Archive for July, 2008
This an addendum to the last post. The video card in the system is a PNY Quadro FX1700; however, I completely forgot that I ordered a PNY Quadro FX1500. It was one of those days I guess.
I chose the FX1700 because it supports OpenGL 2.1 and DirectX 10. Nearly all of the older model Quadros support OpenGL 2 and DirectX 9 – including the FX1500. Some major differences between the FX1500 and FX1700 (this is not a review, just a display of basic facts):
|Memory Size||256 MB||512 MB|
|Memory Interface||256 bit||128 bit|
|Memory Bandwidth||30 GB/Sec||12.8 GB/Sec|
Looking at the bandwidth, I suspected the FX1500 would be faster, but review sites claim the FX1700 is faster because of the new GPU that is supposed to handle an incredible amount of data. I am not a graphics card expert so I cannot speak intelligently on this matter.
What I did notice is the FX1500 is much faster. Out of curiosity, I removed the FX1700 and drivers from the system and replaced it with the FX1500. In testing the Windows Energy screen saver, there is a substantial difference in the speed of the graphics display. As for the Windows Vista Experience Index:
Compare these numbers with the set below. As a result, the FX1500 remains in my system and the FX1700 will go into storage to serve as a spare part.

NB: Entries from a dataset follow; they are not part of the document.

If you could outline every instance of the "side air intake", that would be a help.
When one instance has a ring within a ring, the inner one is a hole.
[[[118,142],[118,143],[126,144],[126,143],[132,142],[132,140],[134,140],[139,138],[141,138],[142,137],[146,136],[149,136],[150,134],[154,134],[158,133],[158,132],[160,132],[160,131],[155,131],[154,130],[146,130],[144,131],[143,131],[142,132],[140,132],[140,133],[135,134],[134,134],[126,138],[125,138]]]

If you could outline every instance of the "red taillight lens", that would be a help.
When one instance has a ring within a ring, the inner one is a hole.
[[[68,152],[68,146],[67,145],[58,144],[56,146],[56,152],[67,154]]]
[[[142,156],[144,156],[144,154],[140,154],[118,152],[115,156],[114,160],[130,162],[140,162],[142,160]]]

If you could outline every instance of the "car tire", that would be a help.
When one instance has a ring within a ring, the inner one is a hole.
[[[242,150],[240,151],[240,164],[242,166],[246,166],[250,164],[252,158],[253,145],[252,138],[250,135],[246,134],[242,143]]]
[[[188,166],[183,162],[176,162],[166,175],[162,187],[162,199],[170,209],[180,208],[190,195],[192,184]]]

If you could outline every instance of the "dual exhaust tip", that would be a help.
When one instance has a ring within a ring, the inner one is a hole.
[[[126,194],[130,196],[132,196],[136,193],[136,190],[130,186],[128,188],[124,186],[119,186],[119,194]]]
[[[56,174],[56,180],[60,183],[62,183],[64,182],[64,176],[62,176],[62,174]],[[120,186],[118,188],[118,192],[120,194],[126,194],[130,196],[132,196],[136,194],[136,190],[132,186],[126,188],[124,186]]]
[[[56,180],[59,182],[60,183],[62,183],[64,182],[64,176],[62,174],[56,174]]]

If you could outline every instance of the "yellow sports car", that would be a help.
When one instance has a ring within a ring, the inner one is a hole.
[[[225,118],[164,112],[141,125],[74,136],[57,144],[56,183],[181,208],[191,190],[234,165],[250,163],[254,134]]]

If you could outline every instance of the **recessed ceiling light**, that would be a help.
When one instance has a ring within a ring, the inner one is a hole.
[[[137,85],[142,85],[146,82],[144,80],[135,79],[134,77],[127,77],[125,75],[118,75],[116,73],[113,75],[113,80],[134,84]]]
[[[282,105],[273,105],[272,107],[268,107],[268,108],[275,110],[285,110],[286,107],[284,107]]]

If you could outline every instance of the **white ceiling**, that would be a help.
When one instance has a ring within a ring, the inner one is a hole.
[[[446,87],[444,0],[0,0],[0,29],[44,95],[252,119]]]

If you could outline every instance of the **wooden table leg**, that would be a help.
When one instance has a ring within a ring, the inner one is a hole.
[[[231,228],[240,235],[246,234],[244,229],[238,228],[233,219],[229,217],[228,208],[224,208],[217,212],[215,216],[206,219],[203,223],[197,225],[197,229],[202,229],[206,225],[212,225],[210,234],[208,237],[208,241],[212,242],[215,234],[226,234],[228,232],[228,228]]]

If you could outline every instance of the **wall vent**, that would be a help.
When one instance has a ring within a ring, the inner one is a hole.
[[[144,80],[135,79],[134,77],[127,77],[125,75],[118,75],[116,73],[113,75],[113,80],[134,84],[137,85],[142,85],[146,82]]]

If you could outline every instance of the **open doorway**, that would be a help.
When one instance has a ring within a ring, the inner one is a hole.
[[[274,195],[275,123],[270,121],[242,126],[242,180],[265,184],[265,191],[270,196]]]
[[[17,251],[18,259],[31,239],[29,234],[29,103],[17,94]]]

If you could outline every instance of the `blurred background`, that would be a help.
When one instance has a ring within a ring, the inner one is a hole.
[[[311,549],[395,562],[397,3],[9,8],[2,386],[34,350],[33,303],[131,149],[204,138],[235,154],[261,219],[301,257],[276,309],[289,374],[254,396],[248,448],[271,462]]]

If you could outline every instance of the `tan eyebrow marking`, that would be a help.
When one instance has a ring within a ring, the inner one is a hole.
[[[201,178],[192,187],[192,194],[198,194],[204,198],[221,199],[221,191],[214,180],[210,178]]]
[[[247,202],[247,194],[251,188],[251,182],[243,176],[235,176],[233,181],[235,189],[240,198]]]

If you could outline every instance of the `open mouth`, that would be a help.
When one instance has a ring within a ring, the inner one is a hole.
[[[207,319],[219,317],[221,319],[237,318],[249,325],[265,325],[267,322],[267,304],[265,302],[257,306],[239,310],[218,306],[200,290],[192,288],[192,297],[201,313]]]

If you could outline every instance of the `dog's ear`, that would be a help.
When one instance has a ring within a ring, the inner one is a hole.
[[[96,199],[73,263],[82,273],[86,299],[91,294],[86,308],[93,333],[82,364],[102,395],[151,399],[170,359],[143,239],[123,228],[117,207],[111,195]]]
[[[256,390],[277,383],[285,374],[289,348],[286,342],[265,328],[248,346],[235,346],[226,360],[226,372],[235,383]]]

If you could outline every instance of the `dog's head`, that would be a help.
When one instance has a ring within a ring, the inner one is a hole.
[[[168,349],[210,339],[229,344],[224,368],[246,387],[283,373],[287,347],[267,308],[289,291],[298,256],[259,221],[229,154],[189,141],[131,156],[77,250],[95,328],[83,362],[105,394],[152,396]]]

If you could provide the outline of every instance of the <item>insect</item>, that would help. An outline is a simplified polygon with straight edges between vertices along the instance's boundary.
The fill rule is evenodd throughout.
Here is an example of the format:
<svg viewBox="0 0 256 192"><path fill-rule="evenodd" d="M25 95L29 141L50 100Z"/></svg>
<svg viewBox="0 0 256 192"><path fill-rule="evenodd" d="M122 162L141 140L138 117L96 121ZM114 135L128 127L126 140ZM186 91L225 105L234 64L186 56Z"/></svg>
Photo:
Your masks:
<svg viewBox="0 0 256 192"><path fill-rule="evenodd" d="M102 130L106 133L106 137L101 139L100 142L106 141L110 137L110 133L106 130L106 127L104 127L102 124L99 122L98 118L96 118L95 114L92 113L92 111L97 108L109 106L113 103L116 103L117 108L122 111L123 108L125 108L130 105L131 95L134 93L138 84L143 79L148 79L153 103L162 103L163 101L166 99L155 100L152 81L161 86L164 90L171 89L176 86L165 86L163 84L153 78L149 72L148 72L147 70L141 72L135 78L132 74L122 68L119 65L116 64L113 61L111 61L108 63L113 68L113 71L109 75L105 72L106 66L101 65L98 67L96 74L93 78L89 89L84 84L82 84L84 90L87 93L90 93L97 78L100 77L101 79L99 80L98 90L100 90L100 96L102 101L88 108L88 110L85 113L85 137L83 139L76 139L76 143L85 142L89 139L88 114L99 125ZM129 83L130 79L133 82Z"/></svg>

That is all for the post addendum. Thank you for your time!
First of all I would like to apologize for my lack of posting. It’s difficult enough using the computer when one is legally blind, but my vision has decreased even more over the past month or so. I have been dealing with this which has been very difficult. I did see the eye doctor and the good news is that there are no structural changes within the retina.

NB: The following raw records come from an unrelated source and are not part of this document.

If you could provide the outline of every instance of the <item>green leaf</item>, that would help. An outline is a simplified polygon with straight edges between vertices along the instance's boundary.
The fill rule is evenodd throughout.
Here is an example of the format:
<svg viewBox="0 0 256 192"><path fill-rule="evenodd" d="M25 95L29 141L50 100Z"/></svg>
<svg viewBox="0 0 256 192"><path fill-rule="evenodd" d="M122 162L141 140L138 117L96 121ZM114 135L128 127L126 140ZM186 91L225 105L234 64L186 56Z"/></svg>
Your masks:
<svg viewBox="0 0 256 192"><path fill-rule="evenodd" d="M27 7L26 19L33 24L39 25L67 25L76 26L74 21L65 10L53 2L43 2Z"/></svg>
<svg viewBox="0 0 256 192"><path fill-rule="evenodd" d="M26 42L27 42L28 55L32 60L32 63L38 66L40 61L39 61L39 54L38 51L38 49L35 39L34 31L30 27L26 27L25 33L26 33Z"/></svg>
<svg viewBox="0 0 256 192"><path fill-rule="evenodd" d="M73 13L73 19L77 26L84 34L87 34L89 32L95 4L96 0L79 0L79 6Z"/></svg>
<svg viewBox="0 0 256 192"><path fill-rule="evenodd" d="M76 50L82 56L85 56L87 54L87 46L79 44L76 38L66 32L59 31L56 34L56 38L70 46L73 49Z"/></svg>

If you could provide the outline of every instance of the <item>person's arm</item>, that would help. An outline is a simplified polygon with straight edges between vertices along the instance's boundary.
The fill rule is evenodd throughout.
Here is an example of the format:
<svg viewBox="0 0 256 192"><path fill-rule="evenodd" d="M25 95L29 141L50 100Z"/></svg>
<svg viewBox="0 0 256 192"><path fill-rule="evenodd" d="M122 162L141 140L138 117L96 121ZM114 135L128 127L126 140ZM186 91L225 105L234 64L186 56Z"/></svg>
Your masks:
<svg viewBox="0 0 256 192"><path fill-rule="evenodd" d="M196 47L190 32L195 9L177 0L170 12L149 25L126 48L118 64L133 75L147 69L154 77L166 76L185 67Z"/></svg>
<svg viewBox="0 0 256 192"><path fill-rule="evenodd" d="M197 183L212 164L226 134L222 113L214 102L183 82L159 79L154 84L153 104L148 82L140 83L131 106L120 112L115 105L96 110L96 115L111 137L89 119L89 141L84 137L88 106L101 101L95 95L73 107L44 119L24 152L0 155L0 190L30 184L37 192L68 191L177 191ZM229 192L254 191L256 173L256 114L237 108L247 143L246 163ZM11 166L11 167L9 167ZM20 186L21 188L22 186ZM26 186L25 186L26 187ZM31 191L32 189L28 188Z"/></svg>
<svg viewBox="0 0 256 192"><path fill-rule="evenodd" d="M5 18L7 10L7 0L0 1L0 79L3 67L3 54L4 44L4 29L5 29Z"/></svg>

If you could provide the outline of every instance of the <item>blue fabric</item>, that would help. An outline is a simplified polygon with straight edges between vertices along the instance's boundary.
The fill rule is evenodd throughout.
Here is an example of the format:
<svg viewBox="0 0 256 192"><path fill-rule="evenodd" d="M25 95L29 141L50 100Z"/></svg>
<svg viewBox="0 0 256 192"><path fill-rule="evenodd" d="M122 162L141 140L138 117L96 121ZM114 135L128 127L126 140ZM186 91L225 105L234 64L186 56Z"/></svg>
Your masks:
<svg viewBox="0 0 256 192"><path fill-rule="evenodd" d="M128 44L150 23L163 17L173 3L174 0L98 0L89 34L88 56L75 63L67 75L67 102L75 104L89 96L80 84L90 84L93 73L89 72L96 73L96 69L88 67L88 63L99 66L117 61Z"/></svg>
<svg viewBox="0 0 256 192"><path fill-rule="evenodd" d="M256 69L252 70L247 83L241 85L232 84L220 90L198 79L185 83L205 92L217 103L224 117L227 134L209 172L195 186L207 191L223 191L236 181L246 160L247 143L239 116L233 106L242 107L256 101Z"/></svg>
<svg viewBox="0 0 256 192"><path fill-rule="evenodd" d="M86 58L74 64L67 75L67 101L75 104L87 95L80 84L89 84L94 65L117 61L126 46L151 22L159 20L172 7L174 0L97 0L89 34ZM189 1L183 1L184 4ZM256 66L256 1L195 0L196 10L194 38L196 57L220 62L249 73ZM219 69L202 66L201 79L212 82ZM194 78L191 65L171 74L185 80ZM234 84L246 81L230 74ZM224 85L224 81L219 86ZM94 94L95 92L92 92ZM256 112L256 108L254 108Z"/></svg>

Now for the purpose of this post.
It’s not a secret that I am using a Mac, and I am running OS X 10.5.4. One of the best things about this operating system is it’s ability to be used by low-vision folks like me. Using a key of your choosing along with the wheel of the mouse, the entire screen zooms in to a significant size. Windows lacks this feature, instead using a very lame magnifying lens that is fixed to a small part of the screen, or re sizable to take up valuable screen real estate.
There are some programs that I still need Windows for, so I had buy a new Windows machine. I settled on a Dell Optiplex 330. So far I have been pleasantly surprised with this machine. This model comes with an Intel P35/G33/G31 (based on CPU-Z) chipset which is a budget, yet very stable chipset, and I configured it with a Wolfdale E7200 Core 2 Duo processor.

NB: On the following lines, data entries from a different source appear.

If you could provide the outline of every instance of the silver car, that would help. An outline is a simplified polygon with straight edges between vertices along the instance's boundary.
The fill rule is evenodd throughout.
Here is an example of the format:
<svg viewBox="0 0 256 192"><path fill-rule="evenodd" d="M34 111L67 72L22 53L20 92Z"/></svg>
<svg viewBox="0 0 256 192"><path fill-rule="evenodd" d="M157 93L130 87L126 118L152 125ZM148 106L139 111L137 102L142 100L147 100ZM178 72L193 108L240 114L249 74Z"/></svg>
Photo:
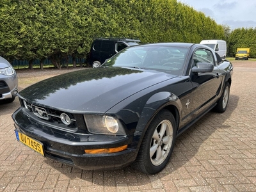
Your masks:
<svg viewBox="0 0 256 192"><path fill-rule="evenodd" d="M18 93L18 77L12 65L0 56L0 102L12 102Z"/></svg>

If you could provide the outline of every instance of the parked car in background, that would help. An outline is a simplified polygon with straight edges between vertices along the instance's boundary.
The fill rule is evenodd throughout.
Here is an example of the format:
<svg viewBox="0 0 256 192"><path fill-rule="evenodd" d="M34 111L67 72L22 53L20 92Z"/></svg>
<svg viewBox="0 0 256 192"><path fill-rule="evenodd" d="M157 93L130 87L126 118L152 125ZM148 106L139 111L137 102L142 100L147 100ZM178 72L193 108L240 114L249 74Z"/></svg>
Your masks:
<svg viewBox="0 0 256 192"><path fill-rule="evenodd" d="M88 60L93 67L98 67L106 59L127 47L138 45L140 40L129 38L104 38L94 40L91 45Z"/></svg>
<svg viewBox="0 0 256 192"><path fill-rule="evenodd" d="M227 42L221 40L205 40L200 42L200 44L205 45L212 48L217 52L222 59L227 56Z"/></svg>
<svg viewBox="0 0 256 192"><path fill-rule="evenodd" d="M132 164L155 174L169 162L178 136L210 110L226 110L232 74L232 63L204 45L129 47L100 67L20 92L16 138L79 168Z"/></svg>
<svg viewBox="0 0 256 192"><path fill-rule="evenodd" d="M12 65L0 56L0 101L12 102L18 93L18 78Z"/></svg>
<svg viewBox="0 0 256 192"><path fill-rule="evenodd" d="M250 48L237 48L236 54L236 60L248 60L250 56Z"/></svg>

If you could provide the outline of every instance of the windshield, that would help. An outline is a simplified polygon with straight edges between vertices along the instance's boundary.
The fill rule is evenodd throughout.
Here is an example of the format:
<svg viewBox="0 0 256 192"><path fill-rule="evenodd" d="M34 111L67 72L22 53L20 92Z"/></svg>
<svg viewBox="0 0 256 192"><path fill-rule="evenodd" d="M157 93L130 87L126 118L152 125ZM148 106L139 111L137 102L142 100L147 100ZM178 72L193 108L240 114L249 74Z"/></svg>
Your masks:
<svg viewBox="0 0 256 192"><path fill-rule="evenodd" d="M216 44L204 44L206 46L208 46L209 47L212 48L213 50L215 50L215 45Z"/></svg>
<svg viewBox="0 0 256 192"><path fill-rule="evenodd" d="M188 51L188 48L182 47L130 47L119 52L102 66L155 70L181 75Z"/></svg>

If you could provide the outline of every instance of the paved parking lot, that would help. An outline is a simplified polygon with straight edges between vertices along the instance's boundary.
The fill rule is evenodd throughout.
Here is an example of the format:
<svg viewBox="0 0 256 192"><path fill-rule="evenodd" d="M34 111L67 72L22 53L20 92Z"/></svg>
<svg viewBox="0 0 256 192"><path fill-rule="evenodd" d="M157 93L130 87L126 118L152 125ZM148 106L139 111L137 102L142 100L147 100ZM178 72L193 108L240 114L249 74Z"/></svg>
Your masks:
<svg viewBox="0 0 256 192"><path fill-rule="evenodd" d="M232 63L226 112L210 112L180 136L154 175L130 167L85 171L41 157L16 141L18 99L0 104L0 191L256 191L256 61ZM20 88L31 83L18 76Z"/></svg>

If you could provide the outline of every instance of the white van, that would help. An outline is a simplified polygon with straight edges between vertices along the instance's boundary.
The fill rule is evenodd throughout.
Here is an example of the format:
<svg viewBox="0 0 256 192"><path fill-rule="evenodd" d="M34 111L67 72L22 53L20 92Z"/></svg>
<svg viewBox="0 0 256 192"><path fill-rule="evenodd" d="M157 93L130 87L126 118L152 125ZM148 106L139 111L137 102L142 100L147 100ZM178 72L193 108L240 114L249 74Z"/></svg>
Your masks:
<svg viewBox="0 0 256 192"><path fill-rule="evenodd" d="M202 40L200 44L207 45L217 52L221 58L225 59L227 56L227 43L220 40Z"/></svg>

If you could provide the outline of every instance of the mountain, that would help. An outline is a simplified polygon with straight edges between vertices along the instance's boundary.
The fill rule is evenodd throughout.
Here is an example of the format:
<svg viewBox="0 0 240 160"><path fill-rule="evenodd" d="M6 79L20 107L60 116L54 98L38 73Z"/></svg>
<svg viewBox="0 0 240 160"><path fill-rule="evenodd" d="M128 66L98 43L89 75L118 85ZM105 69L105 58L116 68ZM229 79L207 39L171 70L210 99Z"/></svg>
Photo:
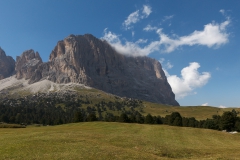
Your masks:
<svg viewBox="0 0 240 160"><path fill-rule="evenodd" d="M0 47L0 80L9 77L15 70L15 61L11 56L6 56Z"/></svg>
<svg viewBox="0 0 240 160"><path fill-rule="evenodd" d="M157 60L119 54L90 34L59 41L46 63L37 52L25 51L17 57L15 70L16 78L29 84L79 83L121 97L179 105Z"/></svg>

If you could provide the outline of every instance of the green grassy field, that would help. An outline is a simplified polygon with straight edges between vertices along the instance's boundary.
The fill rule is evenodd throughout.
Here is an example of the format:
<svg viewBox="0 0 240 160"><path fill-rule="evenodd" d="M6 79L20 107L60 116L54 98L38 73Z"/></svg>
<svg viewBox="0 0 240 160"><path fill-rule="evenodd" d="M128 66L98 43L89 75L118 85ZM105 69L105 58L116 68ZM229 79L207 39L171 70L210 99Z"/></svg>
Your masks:
<svg viewBox="0 0 240 160"><path fill-rule="evenodd" d="M212 118L212 115L222 115L225 111L232 111L235 109L240 112L240 108L217 108L211 106L168 106L150 102L144 102L143 111L145 114L151 113L152 115L170 115L172 112L179 112L183 117L195 117L197 120L204 120Z"/></svg>
<svg viewBox="0 0 240 160"><path fill-rule="evenodd" d="M240 134L88 122L0 129L0 159L239 159Z"/></svg>

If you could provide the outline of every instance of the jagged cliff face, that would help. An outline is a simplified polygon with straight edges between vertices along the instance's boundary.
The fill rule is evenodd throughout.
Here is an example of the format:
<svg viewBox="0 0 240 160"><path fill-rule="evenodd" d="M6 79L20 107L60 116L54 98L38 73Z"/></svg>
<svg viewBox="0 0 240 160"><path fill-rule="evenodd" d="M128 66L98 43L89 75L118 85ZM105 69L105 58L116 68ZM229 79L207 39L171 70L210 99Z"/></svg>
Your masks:
<svg viewBox="0 0 240 160"><path fill-rule="evenodd" d="M90 34L59 41L43 63L38 53L25 51L16 61L16 77L35 83L81 83L122 97L179 105L161 64L149 57L127 57Z"/></svg>
<svg viewBox="0 0 240 160"><path fill-rule="evenodd" d="M0 80L9 77L14 73L15 61L12 57L6 56L0 47Z"/></svg>
<svg viewBox="0 0 240 160"><path fill-rule="evenodd" d="M23 52L22 55L20 57L17 56L16 59L16 78L31 79L37 67L42 63L38 52L35 53L32 49Z"/></svg>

I added some personal touches, a 4GB memory kit from Crucial, a Seagate 1TB Barracuda ES.2 hard drive, a PMY FX1700 graphics card and an RME HDSP 9632 soundcard (highly recommended). The result is the best Windows machine I have ever used. Considering it’s base components being budget in nature, it generates some respectable numbers on the Windows Vista Experience Index:
The only downside to the Windows machine is the screen zoom. However, I am extremely excited to find a free program that fixes this issue. It’s called Zoomit v2.10. This program, written by Mark Russinovich, is available from Microsoft Technet Website. It’s a standalone program, meaning there is no install. It runs in the background and waits for the CTL+1 keystroke for activation. When activated, the wheel on the mouse will zoom in and out – the entire screen, just like OS X. The downside: you cannot use the mouse or type while in zoom mode. But that’s OK. I use this mostly for reading and viewing images mostly.
So that is the latest news. I hope this post is informative for someone!